-
-
Notifications
You must be signed in to change notification settings - Fork 38
Description
Context
Without async with GitHub() as github:, every async API call creates and closes a new httpx.AsyncClient. Each construction loads the CA bundle into native OpenSSL memory. In long-running processes this memory accumulates. It did stop growing at some point in production for unknown reasons; the only observed correlation was that the change appeared after making POST-style API calls (for example posting issue comments or pull request reviews), but there are no reliable reproduction steps beyond that. Still worth fixing because the behavior is undocumented and the memory growth is real and observable.
Less noticeable with GET requests because hishel's ETag caching short-circuits some of the client lifecycle. Most visible with GraphQL and POST requests which hishel cannot cache.

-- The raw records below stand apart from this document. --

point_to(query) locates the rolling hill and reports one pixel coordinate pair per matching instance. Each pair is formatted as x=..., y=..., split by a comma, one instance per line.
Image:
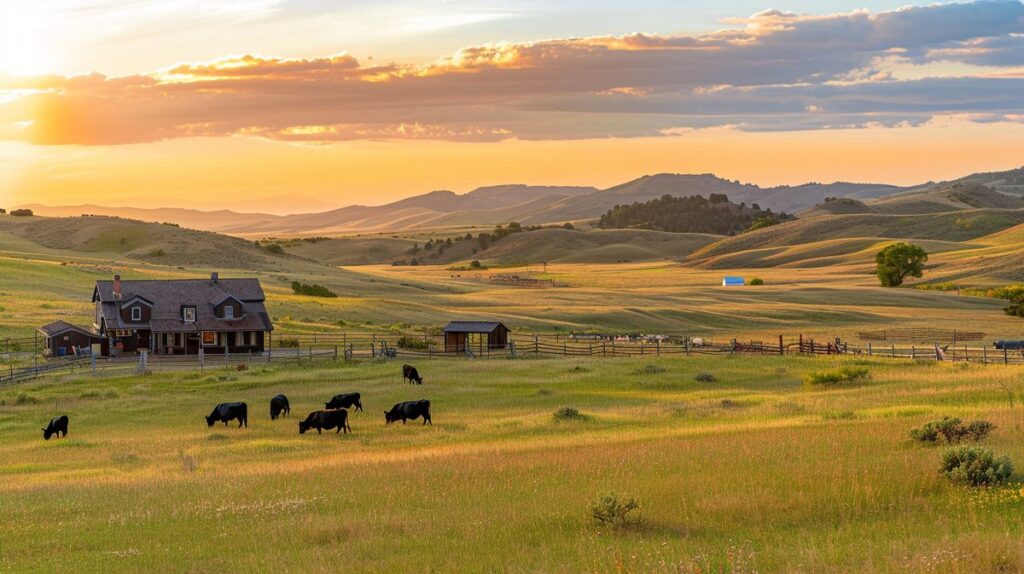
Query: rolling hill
x=154, y=243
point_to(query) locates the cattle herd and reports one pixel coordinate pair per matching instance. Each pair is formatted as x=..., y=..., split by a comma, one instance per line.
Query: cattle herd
x=334, y=414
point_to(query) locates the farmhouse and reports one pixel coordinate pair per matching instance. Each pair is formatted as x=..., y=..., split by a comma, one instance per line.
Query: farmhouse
x=62, y=339
x=181, y=316
x=460, y=336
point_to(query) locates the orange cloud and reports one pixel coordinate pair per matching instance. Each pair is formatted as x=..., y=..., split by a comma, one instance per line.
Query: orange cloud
x=764, y=76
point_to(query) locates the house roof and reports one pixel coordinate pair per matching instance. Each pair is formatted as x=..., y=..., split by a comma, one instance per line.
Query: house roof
x=56, y=327
x=473, y=326
x=169, y=297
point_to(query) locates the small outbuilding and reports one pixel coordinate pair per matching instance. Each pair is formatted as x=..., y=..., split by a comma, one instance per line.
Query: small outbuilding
x=61, y=339
x=479, y=336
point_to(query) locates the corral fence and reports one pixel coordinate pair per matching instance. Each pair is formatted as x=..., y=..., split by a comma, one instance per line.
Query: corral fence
x=299, y=349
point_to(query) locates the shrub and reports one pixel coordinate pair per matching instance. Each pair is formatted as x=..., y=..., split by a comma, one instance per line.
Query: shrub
x=836, y=377
x=288, y=343
x=976, y=467
x=406, y=342
x=951, y=431
x=613, y=511
x=311, y=290
x=568, y=413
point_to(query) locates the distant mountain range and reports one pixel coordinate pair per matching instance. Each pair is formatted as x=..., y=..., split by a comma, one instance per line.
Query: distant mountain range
x=525, y=204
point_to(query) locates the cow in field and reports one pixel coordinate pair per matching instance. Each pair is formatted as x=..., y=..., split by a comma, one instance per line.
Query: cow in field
x=410, y=373
x=346, y=400
x=279, y=406
x=320, y=420
x=228, y=411
x=1009, y=345
x=409, y=409
x=57, y=426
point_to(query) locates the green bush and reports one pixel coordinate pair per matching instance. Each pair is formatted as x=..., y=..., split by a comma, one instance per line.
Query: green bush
x=613, y=511
x=311, y=290
x=951, y=431
x=836, y=377
x=976, y=467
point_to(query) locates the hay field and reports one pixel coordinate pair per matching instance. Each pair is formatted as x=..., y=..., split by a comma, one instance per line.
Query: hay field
x=753, y=472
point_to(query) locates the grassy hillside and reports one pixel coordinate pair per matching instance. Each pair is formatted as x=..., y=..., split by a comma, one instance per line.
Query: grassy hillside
x=803, y=480
x=955, y=197
x=155, y=243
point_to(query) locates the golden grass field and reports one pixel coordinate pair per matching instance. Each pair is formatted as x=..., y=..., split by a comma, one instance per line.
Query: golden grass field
x=752, y=473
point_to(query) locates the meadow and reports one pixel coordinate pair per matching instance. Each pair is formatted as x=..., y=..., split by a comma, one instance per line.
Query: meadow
x=754, y=471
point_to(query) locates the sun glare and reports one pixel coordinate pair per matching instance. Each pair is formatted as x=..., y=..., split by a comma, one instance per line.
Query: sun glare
x=25, y=39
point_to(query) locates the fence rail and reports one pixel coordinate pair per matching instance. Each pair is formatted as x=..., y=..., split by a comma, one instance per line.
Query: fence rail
x=310, y=348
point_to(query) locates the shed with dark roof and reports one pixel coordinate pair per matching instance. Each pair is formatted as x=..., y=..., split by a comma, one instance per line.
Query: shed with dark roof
x=463, y=336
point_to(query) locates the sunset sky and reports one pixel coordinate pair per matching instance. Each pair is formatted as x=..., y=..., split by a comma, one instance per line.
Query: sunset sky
x=290, y=105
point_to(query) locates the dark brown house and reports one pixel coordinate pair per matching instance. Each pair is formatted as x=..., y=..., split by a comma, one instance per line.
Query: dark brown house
x=181, y=316
x=478, y=336
x=64, y=340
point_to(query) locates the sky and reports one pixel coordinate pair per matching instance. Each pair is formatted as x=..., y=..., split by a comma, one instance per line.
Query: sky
x=293, y=105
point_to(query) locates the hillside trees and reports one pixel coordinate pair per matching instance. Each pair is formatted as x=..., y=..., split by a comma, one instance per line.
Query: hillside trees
x=693, y=214
x=899, y=261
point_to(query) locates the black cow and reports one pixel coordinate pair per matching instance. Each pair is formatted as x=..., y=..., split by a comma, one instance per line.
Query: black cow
x=346, y=400
x=1010, y=345
x=409, y=372
x=409, y=409
x=228, y=411
x=320, y=420
x=279, y=406
x=57, y=426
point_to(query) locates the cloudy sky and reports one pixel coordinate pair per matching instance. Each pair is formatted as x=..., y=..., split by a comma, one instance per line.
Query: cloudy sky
x=287, y=105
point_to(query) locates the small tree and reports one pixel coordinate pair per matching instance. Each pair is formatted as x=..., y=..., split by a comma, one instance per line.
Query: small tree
x=898, y=261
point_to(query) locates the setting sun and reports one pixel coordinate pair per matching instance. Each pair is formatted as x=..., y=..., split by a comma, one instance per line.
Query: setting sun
x=25, y=39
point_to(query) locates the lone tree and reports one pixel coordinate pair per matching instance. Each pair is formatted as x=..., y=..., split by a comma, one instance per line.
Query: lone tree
x=898, y=261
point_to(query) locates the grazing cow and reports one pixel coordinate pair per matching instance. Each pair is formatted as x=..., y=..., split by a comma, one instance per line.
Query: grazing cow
x=346, y=400
x=228, y=411
x=279, y=406
x=1010, y=345
x=409, y=372
x=320, y=420
x=57, y=426
x=409, y=409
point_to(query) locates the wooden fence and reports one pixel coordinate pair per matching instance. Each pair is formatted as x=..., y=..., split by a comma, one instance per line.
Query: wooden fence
x=324, y=348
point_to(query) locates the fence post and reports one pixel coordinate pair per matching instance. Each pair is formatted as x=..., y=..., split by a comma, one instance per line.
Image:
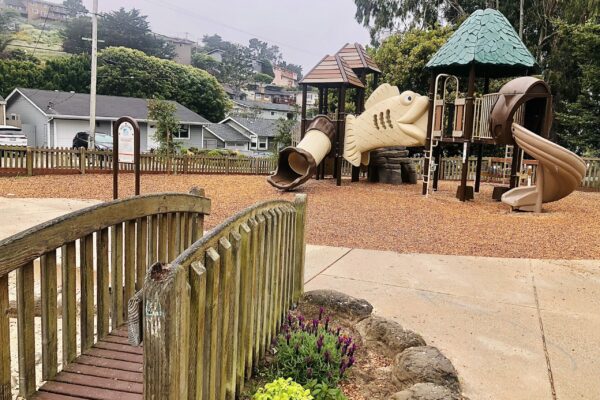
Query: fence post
x=82, y=159
x=166, y=332
x=29, y=160
x=300, y=202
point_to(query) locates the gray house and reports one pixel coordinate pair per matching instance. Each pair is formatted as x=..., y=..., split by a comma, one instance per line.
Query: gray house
x=51, y=118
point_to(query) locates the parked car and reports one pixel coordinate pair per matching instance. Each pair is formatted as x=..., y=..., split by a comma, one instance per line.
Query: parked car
x=12, y=136
x=102, y=142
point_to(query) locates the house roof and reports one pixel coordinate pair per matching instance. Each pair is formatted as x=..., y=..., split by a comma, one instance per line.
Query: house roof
x=332, y=69
x=258, y=126
x=357, y=58
x=264, y=106
x=74, y=105
x=487, y=40
x=226, y=133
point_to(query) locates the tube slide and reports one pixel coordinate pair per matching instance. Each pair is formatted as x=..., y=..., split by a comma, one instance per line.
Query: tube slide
x=298, y=164
x=559, y=172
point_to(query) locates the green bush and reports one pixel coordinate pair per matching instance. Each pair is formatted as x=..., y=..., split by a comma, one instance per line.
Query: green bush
x=312, y=350
x=282, y=389
x=322, y=391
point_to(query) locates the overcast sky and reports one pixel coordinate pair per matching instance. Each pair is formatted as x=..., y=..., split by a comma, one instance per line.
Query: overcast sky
x=304, y=30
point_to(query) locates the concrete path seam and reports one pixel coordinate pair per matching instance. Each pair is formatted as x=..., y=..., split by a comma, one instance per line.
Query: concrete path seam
x=429, y=291
x=548, y=365
x=328, y=266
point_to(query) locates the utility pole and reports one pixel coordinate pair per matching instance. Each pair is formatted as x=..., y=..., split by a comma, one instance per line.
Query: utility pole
x=521, y=6
x=92, y=137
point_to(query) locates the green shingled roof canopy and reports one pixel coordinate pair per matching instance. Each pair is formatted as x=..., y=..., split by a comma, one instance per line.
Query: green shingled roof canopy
x=487, y=39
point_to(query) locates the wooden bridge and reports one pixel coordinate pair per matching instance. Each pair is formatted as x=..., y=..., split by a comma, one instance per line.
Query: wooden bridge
x=211, y=303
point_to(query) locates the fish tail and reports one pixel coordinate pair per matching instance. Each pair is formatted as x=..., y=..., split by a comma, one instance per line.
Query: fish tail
x=351, y=152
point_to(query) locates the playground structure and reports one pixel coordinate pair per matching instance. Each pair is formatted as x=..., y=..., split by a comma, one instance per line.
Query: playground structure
x=519, y=117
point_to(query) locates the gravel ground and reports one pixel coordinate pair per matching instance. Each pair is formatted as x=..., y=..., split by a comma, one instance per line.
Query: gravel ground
x=373, y=216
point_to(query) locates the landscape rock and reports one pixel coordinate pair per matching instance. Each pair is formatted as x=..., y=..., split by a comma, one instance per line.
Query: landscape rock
x=426, y=391
x=350, y=307
x=389, y=334
x=424, y=364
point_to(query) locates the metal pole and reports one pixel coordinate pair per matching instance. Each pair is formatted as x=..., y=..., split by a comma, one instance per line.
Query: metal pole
x=92, y=137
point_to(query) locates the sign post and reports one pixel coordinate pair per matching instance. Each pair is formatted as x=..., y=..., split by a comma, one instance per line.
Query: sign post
x=126, y=149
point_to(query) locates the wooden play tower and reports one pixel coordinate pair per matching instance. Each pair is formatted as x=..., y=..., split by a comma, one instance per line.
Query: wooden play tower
x=347, y=69
x=484, y=47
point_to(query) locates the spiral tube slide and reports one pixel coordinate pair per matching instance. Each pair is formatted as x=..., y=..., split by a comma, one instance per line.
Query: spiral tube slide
x=559, y=173
x=298, y=164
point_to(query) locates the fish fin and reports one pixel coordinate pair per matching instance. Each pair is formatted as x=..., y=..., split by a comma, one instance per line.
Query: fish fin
x=383, y=92
x=365, y=158
x=351, y=152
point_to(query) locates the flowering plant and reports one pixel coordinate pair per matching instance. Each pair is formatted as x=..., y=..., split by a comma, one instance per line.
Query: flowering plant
x=308, y=350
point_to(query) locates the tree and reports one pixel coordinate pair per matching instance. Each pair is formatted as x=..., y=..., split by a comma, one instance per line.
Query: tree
x=127, y=28
x=574, y=76
x=75, y=8
x=127, y=72
x=236, y=67
x=164, y=113
x=403, y=56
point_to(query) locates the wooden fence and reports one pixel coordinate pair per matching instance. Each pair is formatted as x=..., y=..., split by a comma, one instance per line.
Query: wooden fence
x=497, y=170
x=109, y=247
x=42, y=161
x=210, y=315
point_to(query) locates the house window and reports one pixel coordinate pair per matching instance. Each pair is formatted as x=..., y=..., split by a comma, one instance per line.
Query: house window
x=184, y=132
x=210, y=143
x=262, y=144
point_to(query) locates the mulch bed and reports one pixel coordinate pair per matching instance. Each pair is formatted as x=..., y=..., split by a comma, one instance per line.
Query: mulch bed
x=373, y=216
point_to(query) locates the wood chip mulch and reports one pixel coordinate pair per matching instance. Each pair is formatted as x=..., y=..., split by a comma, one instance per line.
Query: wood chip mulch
x=372, y=216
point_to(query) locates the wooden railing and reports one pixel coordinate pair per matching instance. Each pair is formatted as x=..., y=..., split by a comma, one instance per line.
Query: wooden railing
x=37, y=161
x=210, y=315
x=109, y=246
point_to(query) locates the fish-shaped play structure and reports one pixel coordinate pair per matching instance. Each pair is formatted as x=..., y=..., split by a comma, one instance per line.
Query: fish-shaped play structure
x=390, y=118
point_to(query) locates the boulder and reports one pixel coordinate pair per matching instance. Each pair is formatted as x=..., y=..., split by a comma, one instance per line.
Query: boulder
x=424, y=364
x=392, y=337
x=426, y=391
x=350, y=307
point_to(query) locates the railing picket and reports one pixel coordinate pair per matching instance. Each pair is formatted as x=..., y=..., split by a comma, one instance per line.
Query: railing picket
x=211, y=350
x=49, y=318
x=103, y=284
x=225, y=300
x=26, y=329
x=86, y=247
x=117, y=276
x=141, y=245
x=69, y=328
x=245, y=273
x=5, y=376
x=197, y=331
x=129, y=270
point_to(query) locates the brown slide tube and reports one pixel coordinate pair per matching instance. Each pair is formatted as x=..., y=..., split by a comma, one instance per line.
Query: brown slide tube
x=298, y=164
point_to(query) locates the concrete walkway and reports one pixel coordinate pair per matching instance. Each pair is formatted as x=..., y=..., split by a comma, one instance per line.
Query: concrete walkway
x=514, y=328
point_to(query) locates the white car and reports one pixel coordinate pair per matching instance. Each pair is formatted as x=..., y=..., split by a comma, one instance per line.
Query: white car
x=12, y=136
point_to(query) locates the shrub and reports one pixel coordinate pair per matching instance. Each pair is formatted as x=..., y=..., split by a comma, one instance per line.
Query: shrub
x=322, y=391
x=312, y=350
x=282, y=389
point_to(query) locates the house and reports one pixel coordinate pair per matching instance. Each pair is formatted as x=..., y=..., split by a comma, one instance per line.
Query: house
x=183, y=49
x=261, y=132
x=263, y=110
x=224, y=136
x=2, y=111
x=37, y=9
x=52, y=118
x=285, y=77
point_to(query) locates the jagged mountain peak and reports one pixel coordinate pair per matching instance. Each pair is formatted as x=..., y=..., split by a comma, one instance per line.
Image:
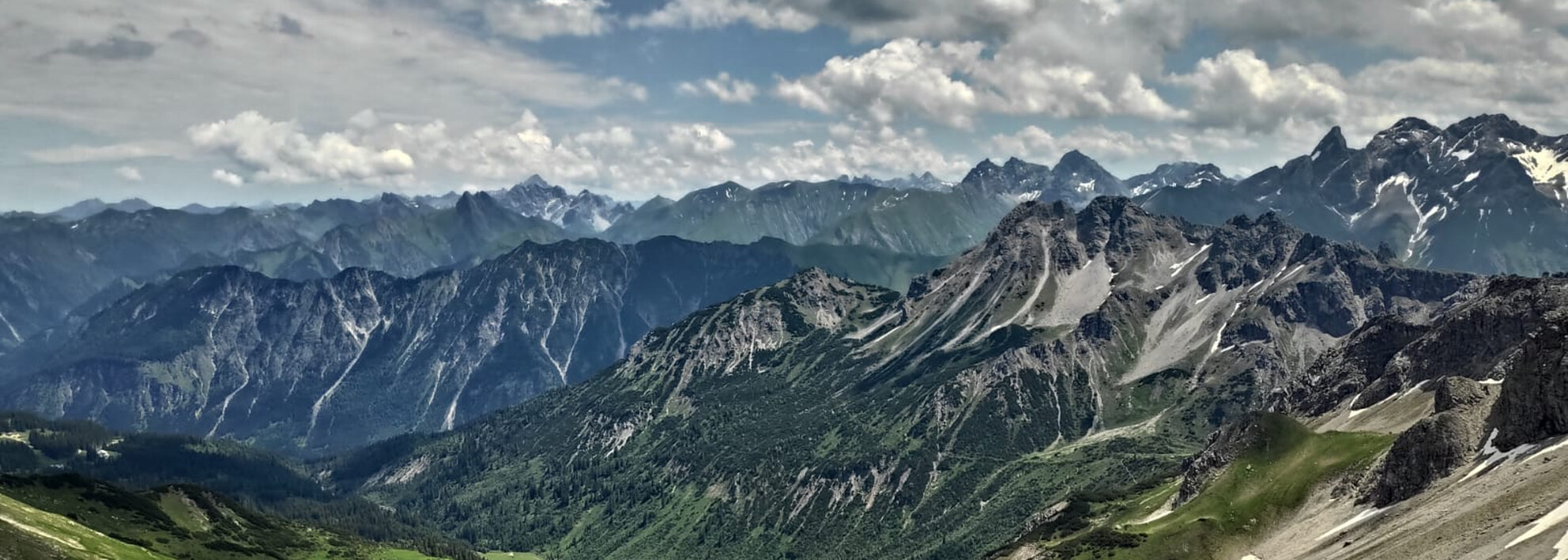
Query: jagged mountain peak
x=1075, y=159
x=1491, y=128
x=1409, y=129
x=1333, y=145
x=1184, y=174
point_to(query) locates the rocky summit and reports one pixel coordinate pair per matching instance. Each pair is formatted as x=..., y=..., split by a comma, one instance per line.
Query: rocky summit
x=1070, y=350
x=1482, y=195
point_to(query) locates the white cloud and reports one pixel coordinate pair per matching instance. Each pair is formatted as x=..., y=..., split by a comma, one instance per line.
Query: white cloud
x=723, y=86
x=281, y=153
x=129, y=173
x=108, y=153
x=398, y=57
x=721, y=13
x=539, y=19
x=854, y=150
x=1107, y=145
x=228, y=177
x=955, y=82
x=900, y=78
x=1239, y=90
x=698, y=140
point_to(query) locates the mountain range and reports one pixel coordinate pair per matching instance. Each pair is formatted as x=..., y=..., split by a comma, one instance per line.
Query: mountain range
x=822, y=417
x=326, y=364
x=1316, y=361
x=1484, y=195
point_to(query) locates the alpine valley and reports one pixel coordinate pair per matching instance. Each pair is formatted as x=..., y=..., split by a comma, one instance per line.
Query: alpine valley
x=1360, y=353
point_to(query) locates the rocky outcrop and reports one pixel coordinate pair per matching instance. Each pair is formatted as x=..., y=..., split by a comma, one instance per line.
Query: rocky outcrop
x=1219, y=452
x=1484, y=195
x=1435, y=446
x=1534, y=402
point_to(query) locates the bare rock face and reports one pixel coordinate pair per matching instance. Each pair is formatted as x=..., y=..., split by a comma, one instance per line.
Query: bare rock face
x=1534, y=400
x=1435, y=446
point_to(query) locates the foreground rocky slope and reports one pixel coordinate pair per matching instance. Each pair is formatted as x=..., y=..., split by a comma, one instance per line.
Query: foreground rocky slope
x=1454, y=454
x=1071, y=352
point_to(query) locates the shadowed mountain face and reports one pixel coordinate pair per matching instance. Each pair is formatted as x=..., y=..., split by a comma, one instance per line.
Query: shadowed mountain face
x=824, y=417
x=913, y=220
x=363, y=356
x=1486, y=195
x=52, y=269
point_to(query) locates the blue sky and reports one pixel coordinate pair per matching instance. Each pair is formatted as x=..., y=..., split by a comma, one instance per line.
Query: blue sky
x=187, y=101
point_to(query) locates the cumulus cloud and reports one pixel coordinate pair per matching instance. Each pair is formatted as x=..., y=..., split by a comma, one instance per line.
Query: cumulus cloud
x=228, y=177
x=953, y=82
x=129, y=173
x=281, y=153
x=723, y=86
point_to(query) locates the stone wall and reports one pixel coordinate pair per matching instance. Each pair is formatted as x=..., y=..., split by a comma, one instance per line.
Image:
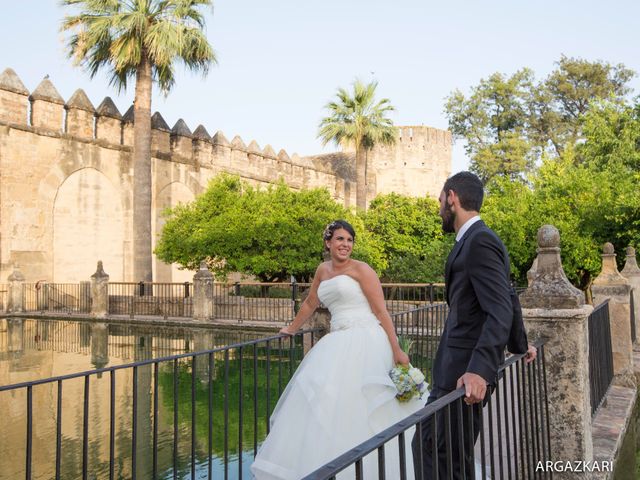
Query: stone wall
x=66, y=178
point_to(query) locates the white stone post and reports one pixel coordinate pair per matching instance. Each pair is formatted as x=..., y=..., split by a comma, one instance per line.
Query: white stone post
x=203, y=293
x=16, y=289
x=555, y=311
x=99, y=292
x=613, y=286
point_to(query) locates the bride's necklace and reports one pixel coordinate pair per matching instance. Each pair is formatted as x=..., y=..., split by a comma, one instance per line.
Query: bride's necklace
x=344, y=268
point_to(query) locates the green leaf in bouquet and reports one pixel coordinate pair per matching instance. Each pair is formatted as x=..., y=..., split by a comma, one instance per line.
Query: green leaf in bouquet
x=405, y=343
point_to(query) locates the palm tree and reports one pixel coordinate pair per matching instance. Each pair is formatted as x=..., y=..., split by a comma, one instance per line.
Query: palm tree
x=141, y=39
x=360, y=121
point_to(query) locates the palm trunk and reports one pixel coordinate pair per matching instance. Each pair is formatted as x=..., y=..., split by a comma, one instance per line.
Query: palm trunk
x=142, y=257
x=361, y=178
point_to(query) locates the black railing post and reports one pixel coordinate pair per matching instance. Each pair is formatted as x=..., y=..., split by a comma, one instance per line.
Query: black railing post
x=294, y=297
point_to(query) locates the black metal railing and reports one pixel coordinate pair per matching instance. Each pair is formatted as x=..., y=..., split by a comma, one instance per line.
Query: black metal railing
x=513, y=434
x=633, y=315
x=600, y=354
x=57, y=297
x=192, y=415
x=251, y=301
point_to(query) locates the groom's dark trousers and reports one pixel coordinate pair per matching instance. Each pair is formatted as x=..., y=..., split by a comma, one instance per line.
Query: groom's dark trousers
x=479, y=325
x=461, y=445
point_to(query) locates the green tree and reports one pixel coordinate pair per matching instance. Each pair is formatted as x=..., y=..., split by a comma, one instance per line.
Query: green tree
x=357, y=119
x=272, y=233
x=410, y=232
x=493, y=122
x=141, y=39
x=565, y=96
x=510, y=123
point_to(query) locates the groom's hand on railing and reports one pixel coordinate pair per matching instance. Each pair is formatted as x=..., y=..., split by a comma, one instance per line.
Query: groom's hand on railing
x=287, y=331
x=475, y=387
x=531, y=354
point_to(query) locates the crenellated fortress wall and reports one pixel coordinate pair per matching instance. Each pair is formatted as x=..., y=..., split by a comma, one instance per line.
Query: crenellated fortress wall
x=66, y=178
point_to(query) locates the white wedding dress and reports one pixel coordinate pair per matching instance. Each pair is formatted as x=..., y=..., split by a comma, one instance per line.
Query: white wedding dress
x=340, y=396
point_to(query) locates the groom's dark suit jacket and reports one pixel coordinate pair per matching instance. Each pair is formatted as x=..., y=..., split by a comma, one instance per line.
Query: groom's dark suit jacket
x=481, y=310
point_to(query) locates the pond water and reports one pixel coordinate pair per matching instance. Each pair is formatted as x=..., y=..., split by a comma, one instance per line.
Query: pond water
x=232, y=399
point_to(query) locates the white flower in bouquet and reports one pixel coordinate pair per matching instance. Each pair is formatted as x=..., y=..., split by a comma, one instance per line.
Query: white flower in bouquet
x=416, y=375
x=408, y=380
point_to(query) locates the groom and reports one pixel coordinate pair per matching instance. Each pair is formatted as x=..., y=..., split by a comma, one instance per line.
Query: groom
x=480, y=323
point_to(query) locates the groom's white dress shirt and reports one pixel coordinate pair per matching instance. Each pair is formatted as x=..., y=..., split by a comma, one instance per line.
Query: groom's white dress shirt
x=466, y=226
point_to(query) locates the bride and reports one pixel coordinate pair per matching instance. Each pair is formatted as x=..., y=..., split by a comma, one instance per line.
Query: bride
x=341, y=394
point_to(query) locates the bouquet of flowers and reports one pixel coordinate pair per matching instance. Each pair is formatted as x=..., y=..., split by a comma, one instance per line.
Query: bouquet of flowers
x=409, y=381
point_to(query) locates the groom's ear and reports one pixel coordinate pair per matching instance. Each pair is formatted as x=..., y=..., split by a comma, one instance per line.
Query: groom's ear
x=451, y=198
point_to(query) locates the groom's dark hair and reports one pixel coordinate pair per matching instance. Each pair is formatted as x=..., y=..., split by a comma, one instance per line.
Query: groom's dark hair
x=469, y=189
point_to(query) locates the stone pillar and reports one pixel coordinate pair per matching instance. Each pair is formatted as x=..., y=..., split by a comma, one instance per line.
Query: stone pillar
x=99, y=344
x=99, y=292
x=203, y=293
x=632, y=273
x=16, y=289
x=555, y=312
x=613, y=286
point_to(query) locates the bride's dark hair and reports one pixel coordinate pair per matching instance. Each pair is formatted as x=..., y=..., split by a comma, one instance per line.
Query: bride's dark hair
x=337, y=225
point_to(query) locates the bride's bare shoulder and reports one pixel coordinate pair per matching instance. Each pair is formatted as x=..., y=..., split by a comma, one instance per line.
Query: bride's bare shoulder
x=322, y=271
x=362, y=269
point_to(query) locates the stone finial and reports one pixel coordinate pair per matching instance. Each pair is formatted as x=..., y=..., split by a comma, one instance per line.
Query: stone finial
x=17, y=275
x=220, y=139
x=200, y=133
x=631, y=265
x=254, y=148
x=158, y=122
x=550, y=288
x=268, y=151
x=203, y=272
x=46, y=92
x=181, y=129
x=283, y=156
x=238, y=143
x=100, y=273
x=129, y=115
x=80, y=101
x=609, y=275
x=10, y=81
x=108, y=109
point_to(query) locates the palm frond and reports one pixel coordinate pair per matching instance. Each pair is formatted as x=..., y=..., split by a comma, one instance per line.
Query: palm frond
x=117, y=34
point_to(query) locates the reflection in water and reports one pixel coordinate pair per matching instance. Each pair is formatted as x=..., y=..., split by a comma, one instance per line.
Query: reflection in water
x=196, y=413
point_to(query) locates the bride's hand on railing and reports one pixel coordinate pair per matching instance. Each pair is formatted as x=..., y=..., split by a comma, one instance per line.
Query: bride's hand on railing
x=400, y=357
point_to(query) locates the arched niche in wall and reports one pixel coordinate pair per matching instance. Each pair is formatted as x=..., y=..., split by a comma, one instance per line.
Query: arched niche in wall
x=88, y=226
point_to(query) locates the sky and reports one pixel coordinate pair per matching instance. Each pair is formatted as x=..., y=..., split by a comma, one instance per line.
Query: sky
x=280, y=62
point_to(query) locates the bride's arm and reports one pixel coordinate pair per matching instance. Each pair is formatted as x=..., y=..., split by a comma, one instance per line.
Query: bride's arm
x=308, y=306
x=372, y=289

Not visible in tracemalloc or objgraph. Only shows up in memray --native. That is how the leak was found.
Root Cause
githubkit/core.py lines 289–298:
@asynccontextmanager
async def get_async_client(self) -> AsyncGenerator[httpx.AsyncClient, None]:
if client := self.__async_client.get():
print("Creating new async client") # Added this
yield client
else:
print("Reusing existing async client") # Added this
client = self._create_async_client() # new SSL context every call
try:
yield client
finally:
await client.aclose()self.__async_client is a ContextVar set only inside __aenter__. Without the context manager, every call hits the else branch. _create_async_client() calls ssl.create_default_context(cafile=certifi.where()) which loads the CA bundle into native heap.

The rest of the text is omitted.